Sur la contestation de l'arrêté de placement en rétention
Selon l'article L. 742-23, alinéa 2, du code de l'entrée et du séjour des étrangers et du droit d'asile, le premier président peut rejeter la déclaration d'appel sans avoir préalablement convoqué les parties s'il apparaît qu'aucune circonstance nouvelle de fait ou de droit n'est intervenue depuis le placement en rétention administrative ou son renouvellement, ou que les éléments fournis à l'appui de la demande ne permettent manifestement pas de justifier qu'il soit mis fin à la rétention.
En l'espèce, l'intéressé fait valoir qu'il a donné tous les éléments, qu'il est marié et qu'il y a des fautes. Il critique par ces moyens l'arrêté de placement en rétention administrative (au demeurant, il ne remplit pas les conditions d'une assignation à résidence, qu'il ne sollicite pas).
Il est cependant établi qu'il n'a pas présenté d'élément nouveau au soutien des prétentions et aucune circonstance nouvelle de fait ou de droit n'est intervenue depuis le placement en rétention administrative au sens de l'article L. 743, alinéa 2.
Les observations produites le 23 février à 15h15 ne font que confirmer que sa demande porte sur sa situation de régularisation et la contestation de la mesure d'éloignement, laquelle relève du seul juge administratif.
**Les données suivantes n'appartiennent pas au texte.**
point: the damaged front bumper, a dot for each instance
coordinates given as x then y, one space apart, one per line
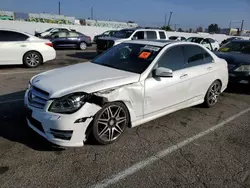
68 130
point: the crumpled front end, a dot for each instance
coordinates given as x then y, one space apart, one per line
70 130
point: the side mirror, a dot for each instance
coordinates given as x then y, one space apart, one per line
162 72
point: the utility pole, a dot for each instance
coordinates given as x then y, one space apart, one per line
59 8
92 13
242 24
165 23
169 18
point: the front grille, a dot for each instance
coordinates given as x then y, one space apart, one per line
34 122
37 97
104 44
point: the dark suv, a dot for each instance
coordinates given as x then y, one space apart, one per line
70 39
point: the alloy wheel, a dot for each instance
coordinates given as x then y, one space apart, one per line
111 123
214 93
32 59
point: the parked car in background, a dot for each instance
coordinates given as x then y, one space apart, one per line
18 47
130 84
237 55
209 43
240 46
230 39
177 38
103 44
109 33
70 39
50 31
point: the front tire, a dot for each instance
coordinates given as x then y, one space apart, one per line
32 59
82 46
110 123
213 94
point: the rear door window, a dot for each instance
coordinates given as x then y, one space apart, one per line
139 35
11 36
195 56
151 35
162 35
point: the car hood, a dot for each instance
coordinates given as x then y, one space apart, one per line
234 57
84 77
113 38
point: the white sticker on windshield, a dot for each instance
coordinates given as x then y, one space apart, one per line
151 48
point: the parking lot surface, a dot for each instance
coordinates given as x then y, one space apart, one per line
194 147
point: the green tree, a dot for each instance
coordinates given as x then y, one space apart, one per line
166 28
213 28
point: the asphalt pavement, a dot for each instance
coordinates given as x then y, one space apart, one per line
194 147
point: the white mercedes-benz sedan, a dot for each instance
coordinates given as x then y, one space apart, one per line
18 47
128 85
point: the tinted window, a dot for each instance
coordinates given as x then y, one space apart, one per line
59 35
195 55
236 46
63 30
73 34
128 57
162 35
194 39
173 59
173 38
139 34
211 40
151 35
12 36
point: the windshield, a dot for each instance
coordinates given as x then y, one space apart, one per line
194 39
234 46
123 33
48 30
129 57
173 38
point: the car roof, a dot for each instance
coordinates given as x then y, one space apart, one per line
141 29
159 43
241 41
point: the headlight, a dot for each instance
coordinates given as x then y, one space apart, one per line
243 68
68 104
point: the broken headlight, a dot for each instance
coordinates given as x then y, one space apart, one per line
68 104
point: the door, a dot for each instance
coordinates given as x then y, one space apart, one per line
206 44
13 45
200 66
59 39
161 93
73 39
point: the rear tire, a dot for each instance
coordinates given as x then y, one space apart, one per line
213 94
82 46
32 59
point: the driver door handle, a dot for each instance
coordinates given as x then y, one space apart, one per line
183 76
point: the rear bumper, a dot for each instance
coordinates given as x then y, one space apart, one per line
239 77
49 55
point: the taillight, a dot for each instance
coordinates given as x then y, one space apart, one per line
49 44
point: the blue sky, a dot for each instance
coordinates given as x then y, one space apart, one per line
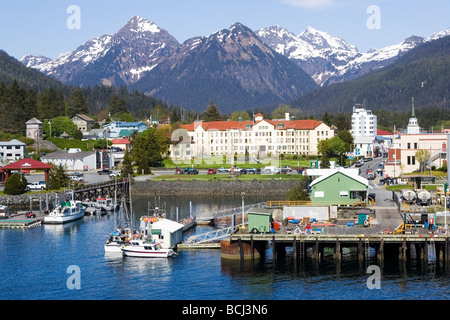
39 26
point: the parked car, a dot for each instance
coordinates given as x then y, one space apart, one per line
104 171
114 174
30 215
76 178
190 171
36 185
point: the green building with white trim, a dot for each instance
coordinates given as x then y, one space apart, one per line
339 188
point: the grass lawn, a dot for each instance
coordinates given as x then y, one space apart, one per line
218 163
226 177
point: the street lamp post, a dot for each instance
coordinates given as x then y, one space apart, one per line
243 196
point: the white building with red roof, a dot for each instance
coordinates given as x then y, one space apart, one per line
254 138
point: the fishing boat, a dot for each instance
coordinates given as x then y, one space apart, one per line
141 248
105 204
189 223
66 211
123 225
117 240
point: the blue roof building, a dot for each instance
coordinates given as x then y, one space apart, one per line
123 129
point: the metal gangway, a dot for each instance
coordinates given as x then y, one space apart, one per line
232 211
212 236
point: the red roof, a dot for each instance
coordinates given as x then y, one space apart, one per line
227 125
26 164
383 133
120 141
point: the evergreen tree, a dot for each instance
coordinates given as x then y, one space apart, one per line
76 104
57 178
211 113
50 104
15 184
117 106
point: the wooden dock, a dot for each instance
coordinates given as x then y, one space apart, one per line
20 223
197 246
245 245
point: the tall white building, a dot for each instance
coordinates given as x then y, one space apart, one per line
413 125
364 122
364 130
253 138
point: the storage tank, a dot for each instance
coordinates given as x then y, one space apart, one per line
409 195
423 197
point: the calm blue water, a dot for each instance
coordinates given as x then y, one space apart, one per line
34 265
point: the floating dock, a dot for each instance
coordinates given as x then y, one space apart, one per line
248 246
20 223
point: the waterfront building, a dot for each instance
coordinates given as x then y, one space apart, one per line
72 160
11 151
402 157
254 139
413 125
121 143
119 129
84 123
34 129
364 130
339 188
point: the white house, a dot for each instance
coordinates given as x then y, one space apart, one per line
73 160
258 138
34 129
364 131
11 151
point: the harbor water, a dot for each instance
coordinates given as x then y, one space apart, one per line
38 264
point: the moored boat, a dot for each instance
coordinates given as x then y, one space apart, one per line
66 211
117 239
145 249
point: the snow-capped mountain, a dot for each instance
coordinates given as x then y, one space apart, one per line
232 67
31 60
318 53
329 59
267 66
112 59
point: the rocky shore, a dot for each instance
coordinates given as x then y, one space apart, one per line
192 188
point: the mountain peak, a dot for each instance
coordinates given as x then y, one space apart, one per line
138 24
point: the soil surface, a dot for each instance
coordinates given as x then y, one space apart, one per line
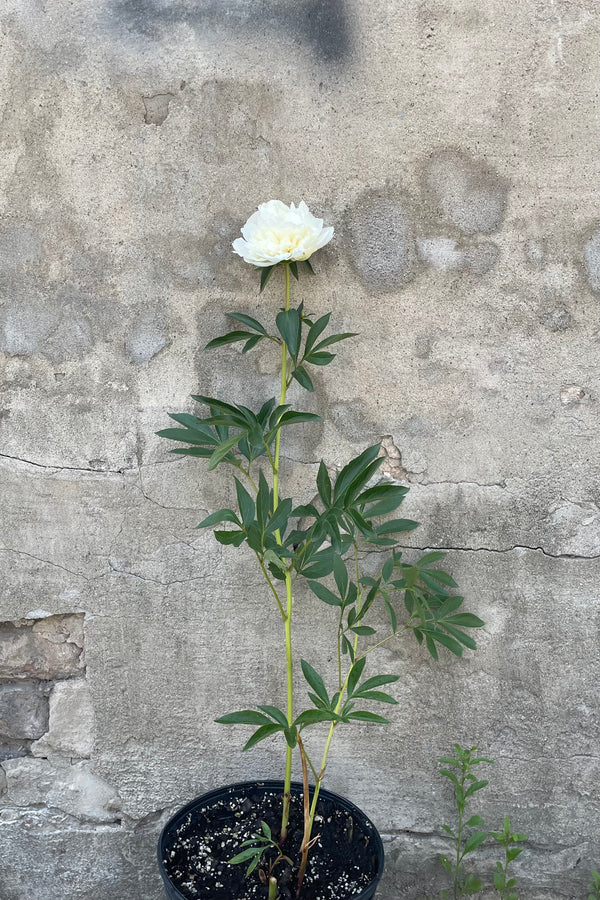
341 864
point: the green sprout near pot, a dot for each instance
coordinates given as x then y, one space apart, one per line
503 884
320 544
256 846
594 886
459 770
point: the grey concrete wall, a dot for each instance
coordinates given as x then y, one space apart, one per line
454 146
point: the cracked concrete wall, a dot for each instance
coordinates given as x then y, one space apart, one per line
453 146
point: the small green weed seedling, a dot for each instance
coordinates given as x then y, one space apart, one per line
594 886
459 769
503 884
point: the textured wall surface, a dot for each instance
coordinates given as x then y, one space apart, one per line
454 146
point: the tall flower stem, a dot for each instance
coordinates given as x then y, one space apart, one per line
288 583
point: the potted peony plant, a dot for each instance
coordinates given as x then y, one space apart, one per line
295 839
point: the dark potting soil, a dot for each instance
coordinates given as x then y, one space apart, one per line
341 863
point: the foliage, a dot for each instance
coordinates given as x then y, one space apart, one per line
320 544
594 886
468 836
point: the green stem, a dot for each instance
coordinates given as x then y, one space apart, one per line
287 618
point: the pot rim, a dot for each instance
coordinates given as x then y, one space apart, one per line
296 787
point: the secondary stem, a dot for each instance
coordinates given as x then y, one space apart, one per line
288 585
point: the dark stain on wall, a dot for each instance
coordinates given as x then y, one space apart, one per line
321 26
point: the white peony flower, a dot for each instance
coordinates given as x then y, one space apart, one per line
276 232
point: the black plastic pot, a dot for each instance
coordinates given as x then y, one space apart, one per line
245 789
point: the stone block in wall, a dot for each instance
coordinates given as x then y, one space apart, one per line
47 648
56 784
71 722
23 711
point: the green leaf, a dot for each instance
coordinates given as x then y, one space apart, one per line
473 821
244 717
324 484
378 696
248 320
446 863
202 452
275 713
324 593
334 338
319 359
363 716
315 330
254 340
292 418
279 519
265 275
377 680
394 526
231 338
472 884
245 502
247 854
303 378
465 620
312 716
315 681
185 435
264 732
476 786
355 674
353 469
340 574
474 840
236 538
222 450
429 558
222 515
451 643
289 325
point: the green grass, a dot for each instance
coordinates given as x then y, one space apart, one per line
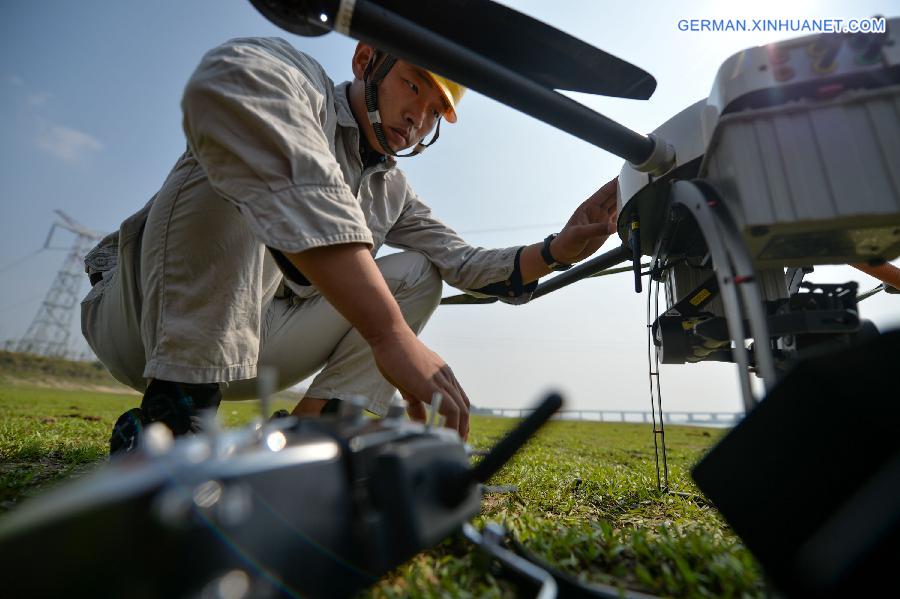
586 499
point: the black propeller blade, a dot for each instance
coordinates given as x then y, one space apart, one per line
542 53
391 26
529 47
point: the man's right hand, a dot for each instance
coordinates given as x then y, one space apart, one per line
419 374
348 277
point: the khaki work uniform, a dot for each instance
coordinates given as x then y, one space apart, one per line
189 290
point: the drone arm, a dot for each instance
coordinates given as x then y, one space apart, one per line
886 273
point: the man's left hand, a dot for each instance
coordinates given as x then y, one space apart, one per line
591 225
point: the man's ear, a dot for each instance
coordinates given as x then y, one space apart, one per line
361 57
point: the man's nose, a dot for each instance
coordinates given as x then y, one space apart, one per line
417 115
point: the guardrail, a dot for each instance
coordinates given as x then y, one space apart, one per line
628 416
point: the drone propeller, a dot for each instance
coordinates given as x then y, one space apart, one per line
459 40
596 267
527 46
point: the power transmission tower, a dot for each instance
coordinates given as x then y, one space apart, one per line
48 334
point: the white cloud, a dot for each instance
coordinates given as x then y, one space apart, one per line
65 143
37 99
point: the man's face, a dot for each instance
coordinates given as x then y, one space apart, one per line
410 104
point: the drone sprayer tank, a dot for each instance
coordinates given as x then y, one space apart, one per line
801 140
796 153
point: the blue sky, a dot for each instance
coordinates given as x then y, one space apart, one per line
90 121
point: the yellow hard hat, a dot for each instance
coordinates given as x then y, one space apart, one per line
453 93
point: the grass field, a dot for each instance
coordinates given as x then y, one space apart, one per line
586 498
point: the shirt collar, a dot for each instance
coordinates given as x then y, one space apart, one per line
342 106
345 116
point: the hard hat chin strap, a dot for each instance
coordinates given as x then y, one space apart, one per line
371 78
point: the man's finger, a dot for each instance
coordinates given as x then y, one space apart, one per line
450 410
416 411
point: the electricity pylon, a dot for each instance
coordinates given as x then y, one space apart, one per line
48 334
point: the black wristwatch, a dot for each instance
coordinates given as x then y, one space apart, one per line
549 260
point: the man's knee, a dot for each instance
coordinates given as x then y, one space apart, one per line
412 273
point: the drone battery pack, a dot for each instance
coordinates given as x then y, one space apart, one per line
813 181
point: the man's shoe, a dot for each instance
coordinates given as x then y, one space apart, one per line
127 432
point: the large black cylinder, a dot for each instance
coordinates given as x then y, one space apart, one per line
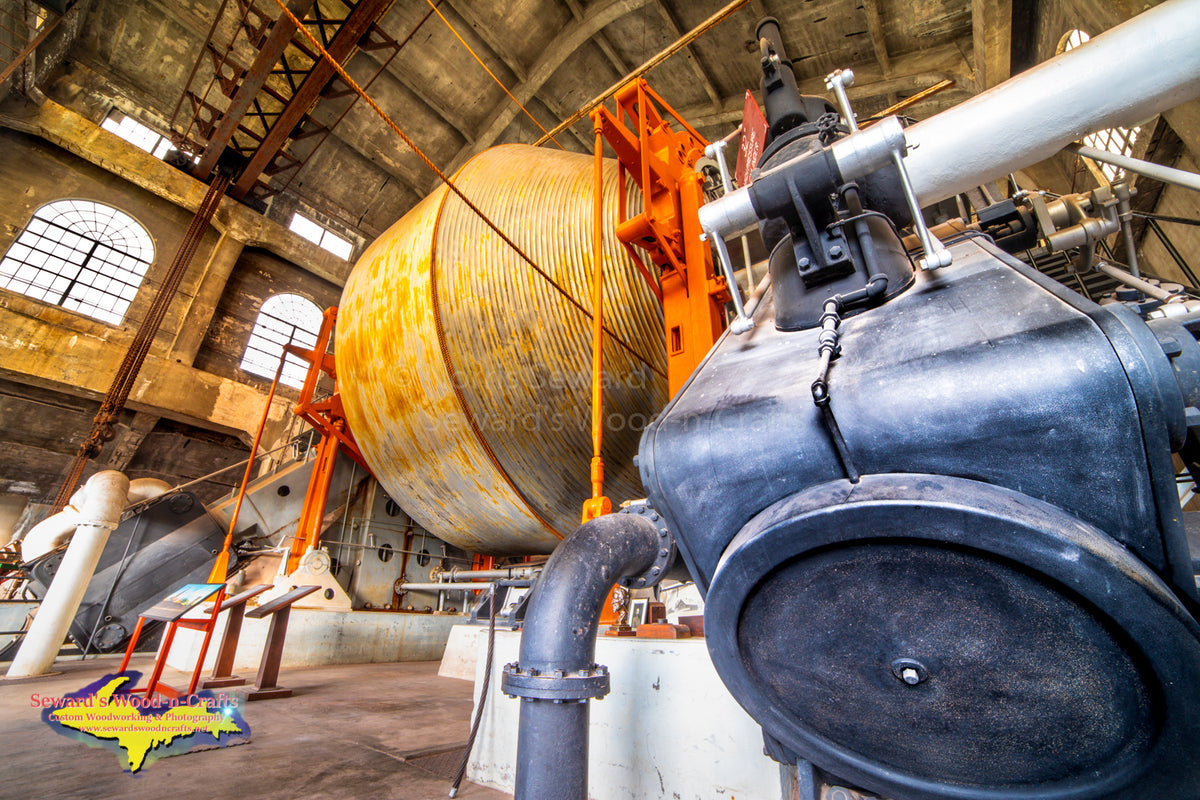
967 576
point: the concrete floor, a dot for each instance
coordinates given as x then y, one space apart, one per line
345 733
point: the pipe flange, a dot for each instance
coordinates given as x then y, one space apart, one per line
665 554
559 686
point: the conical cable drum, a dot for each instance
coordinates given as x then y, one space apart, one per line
466 374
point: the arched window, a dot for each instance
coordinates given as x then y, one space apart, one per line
79 254
283 319
1119 140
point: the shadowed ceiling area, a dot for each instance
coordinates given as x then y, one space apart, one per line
437 67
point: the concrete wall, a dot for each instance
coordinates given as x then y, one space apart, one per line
257 276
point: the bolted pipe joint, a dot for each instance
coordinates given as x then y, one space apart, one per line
557 673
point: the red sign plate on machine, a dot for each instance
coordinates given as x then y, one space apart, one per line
754 137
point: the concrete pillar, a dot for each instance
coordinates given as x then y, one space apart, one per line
203 305
100 515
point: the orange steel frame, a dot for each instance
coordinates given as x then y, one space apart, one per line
329 419
663 161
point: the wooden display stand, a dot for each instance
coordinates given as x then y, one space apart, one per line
222 671
279 609
171 609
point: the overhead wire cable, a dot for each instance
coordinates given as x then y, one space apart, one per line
459 193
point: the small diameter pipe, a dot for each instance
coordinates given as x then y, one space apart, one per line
561 635
445 587
1147 168
455 573
99 517
1145 287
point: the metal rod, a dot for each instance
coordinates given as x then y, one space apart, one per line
29 48
510 572
444 587
1173 251
909 102
678 44
1147 168
1145 287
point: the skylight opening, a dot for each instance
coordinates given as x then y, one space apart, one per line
138 134
322 236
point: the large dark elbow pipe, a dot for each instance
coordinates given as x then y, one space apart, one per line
557 674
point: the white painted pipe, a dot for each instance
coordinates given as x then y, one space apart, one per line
100 515
144 488
1147 168
48 534
57 530
1120 78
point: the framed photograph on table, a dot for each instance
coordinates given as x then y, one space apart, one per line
637 611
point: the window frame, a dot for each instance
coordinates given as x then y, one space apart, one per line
261 356
83 256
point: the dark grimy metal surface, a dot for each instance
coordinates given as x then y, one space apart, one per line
169 543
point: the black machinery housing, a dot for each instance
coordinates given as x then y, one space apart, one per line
964 575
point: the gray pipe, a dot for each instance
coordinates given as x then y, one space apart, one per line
99 517
558 649
1122 77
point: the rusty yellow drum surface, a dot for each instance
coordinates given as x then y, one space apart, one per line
466 376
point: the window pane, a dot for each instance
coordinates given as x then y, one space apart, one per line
67 234
283 319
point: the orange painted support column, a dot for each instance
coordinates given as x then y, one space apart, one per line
313 513
598 504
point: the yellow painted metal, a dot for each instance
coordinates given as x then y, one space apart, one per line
466 376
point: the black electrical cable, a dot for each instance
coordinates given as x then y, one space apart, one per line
483 693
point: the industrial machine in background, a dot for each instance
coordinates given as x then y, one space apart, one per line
930 499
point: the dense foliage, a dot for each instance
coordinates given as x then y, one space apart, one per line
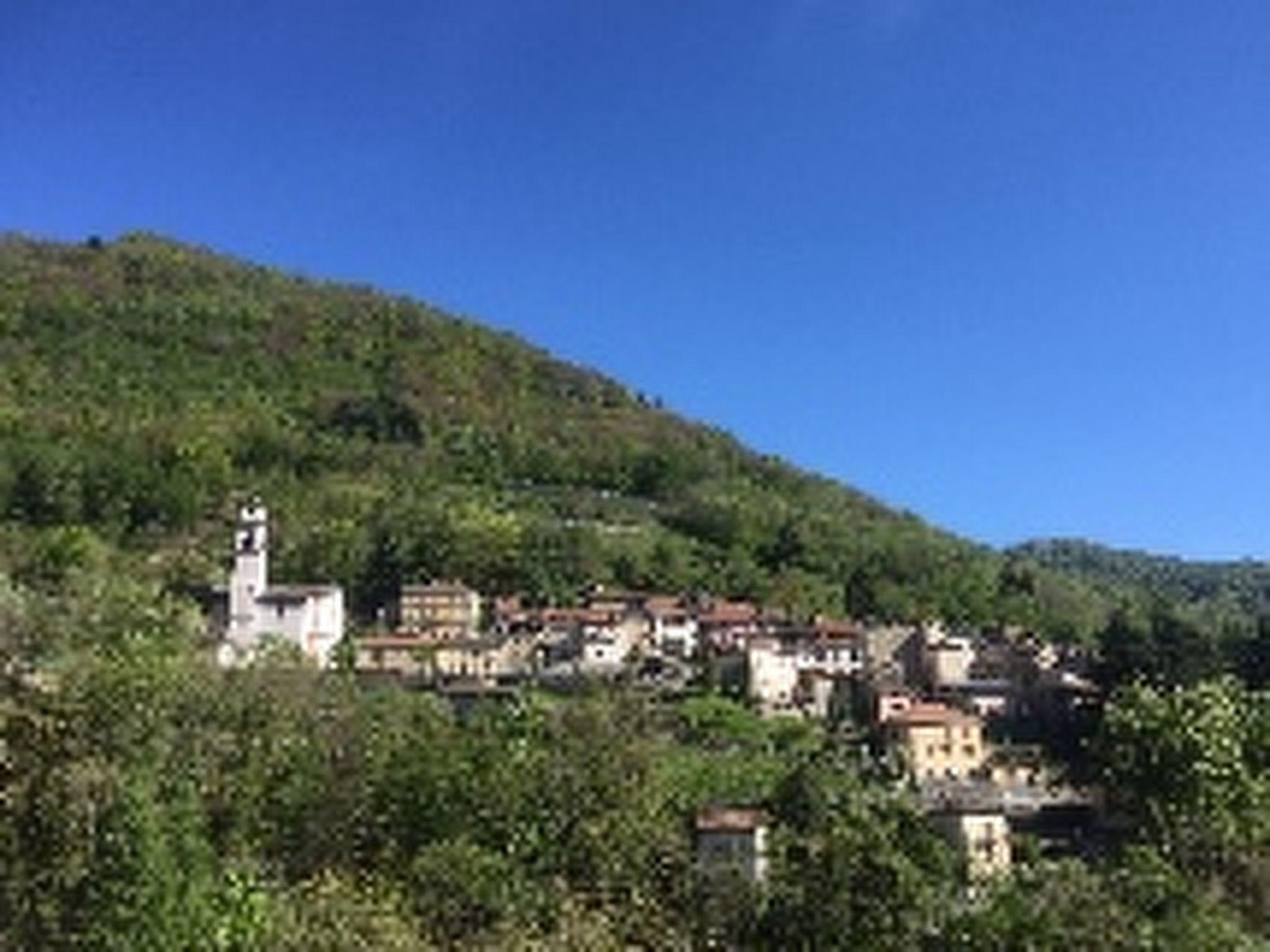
149 801
148 382
154 803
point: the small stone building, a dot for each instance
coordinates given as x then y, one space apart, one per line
733 839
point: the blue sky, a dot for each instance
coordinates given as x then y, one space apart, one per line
1003 263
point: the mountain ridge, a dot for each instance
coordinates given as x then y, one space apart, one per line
151 380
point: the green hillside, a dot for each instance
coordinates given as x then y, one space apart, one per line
1226 588
149 385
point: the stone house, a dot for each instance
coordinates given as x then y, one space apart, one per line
440 610
938 743
733 840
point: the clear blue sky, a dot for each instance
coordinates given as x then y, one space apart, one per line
1003 263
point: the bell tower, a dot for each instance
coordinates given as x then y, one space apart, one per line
251 566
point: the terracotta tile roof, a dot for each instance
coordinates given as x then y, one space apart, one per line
732 819
931 714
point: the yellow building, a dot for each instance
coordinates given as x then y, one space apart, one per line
938 742
440 610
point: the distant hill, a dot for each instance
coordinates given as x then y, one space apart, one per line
149 385
1222 588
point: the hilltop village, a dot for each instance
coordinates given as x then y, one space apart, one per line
962 716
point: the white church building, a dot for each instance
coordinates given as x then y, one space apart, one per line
310 617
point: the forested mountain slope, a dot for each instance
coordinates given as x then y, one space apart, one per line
1221 592
149 385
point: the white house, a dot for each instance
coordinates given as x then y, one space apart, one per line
310 617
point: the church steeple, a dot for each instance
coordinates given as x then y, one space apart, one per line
251 565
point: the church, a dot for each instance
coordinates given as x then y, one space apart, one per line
310 617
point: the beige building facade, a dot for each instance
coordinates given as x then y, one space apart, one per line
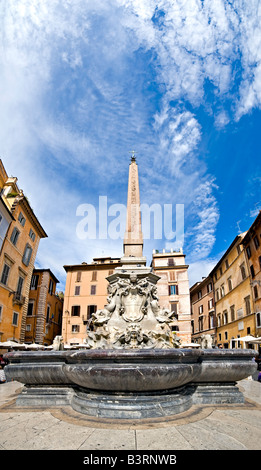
233 296
173 289
203 319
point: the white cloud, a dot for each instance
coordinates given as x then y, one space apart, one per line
72 83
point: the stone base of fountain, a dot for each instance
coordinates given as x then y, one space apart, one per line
130 384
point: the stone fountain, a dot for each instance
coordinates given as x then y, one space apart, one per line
133 367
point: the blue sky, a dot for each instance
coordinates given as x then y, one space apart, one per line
82 83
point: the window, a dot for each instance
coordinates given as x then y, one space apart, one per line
90 310
243 271
5 274
77 290
48 313
20 285
256 242
229 282
32 235
34 282
252 271
51 286
76 310
232 312
174 308
247 305
93 290
173 290
30 308
14 236
27 255
222 290
21 219
15 318
75 328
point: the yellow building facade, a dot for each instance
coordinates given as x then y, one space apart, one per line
45 307
17 257
85 292
235 316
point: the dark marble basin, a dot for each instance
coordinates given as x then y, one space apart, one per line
130 370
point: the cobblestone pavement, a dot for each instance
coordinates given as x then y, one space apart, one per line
226 427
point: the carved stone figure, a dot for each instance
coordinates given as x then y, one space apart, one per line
58 343
206 341
132 318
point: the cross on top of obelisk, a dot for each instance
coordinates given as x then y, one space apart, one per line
133 156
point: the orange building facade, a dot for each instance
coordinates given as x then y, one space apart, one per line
45 307
85 292
252 245
203 319
17 257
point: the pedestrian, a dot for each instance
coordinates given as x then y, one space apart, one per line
2 375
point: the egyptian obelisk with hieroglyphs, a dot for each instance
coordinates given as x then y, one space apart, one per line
133 238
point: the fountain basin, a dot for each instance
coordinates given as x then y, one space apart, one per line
130 383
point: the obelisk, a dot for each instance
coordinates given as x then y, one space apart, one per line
133 238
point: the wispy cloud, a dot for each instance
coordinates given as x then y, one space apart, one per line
84 82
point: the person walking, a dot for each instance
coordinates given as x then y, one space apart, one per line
2 375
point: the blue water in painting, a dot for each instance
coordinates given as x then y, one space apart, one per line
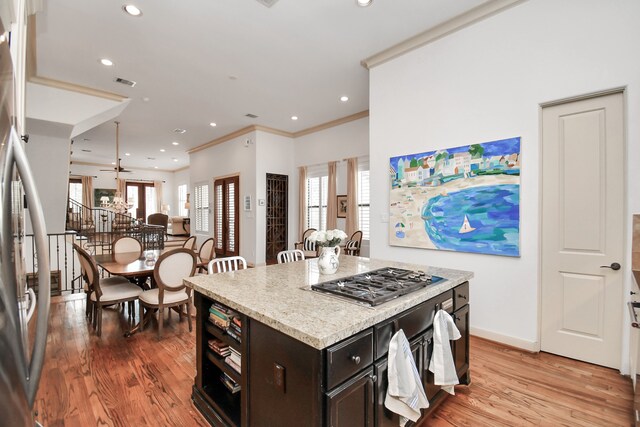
492 210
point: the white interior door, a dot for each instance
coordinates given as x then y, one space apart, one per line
582 229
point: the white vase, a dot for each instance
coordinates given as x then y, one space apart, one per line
328 261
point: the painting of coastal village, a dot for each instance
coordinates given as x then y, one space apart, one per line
464 199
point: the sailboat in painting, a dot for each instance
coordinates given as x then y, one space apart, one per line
466 227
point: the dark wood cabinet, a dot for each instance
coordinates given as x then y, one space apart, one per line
352 403
461 346
384 417
287 382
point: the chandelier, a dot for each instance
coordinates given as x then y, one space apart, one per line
118 204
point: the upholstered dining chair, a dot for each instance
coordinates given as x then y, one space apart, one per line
171 267
290 256
126 244
190 243
222 265
104 292
308 247
206 253
353 245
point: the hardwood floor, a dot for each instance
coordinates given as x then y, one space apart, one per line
140 381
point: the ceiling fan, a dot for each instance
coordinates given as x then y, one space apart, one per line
118 167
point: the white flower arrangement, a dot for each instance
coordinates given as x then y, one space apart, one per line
328 238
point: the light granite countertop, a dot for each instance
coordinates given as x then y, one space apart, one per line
280 296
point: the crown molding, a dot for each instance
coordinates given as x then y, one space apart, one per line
333 123
32 70
303 132
457 23
58 84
En effet, il résulte d'une jurisprudence constante que le juge administratif est seul compétent pour connaître de la légalité des décisions relatives au séjour et à l'éloignement, quand bien même leur illégalité serait invoquée par voie d'exception à l'occasion de la contestation, devant le juge judiciaire, de la décision de placement en rétention (1re Civ., 27 septembre 2017, pourvoi n° 17-10.207).
Ainsi, les éléments fournis à l'appui de la demande ne permettent manifestement pas de justifier qu'il soit mis fin à la rétention, au sens de l'article L. 742-23, alinéa 2, lequel justifie le rejet de l'appel.
Pour le reste, l'intéressé ne critique pas les motifs de l'ordonnance du premier juge qui a répondu aux moyens relevés devant lui.
En l'absence de toute illégalité susceptible d'affecter les conditions (découlant du droit de l'Union) de légalité de la rétention, et à défaut d'autres moyens présentés en appel, il y a lieu de constater qu'aucune circonstance nouvelle de fait ou de droit n'est intervenue depuis le placement en rétention administrative, au sens des articles L. 741-10 et L.743-23, alinéa 2, du code de l'entrée et du séjour des étrangers et du droit d'asile, combinés et que, pour le reste, l'appel est manifestement irrecevable.
PAR CES MOTIFS
REJETONS la déclaration d'appel,
ORDONNONS la remise immédiate au procureur général d'une expédition de la présente ordonnance.
Fait à Paris le 24 février 2025 à 10h03.
LE GREFFIER, LE PRÉSIDENT,
REÇU NOTIFICATION DE L'ORDONNANCE ET DE L'EXERCICE DES VOIES DE RECOURS :
Pour information :
L'ordonnance n'est pas susceptible d'opposition.
Le pourvoi en cassation est ouvert à l'étranger, à l'autorité administrative qui a prononcé le maintien en zone d'attente ou la rétention et au ministère public.
Le délai de pourvoi en cassation est de deux mois à compter de la notification.
Le pourvoi est formé par déclaration écrite remise au secrétariat greffe de la Cour de cassation par l'avocat au Conseil d'Etat et à la Cour de cassation constitué par le demandeur.
Notification effectuée aux parties par LRAR ou télécopie et/ou courriel.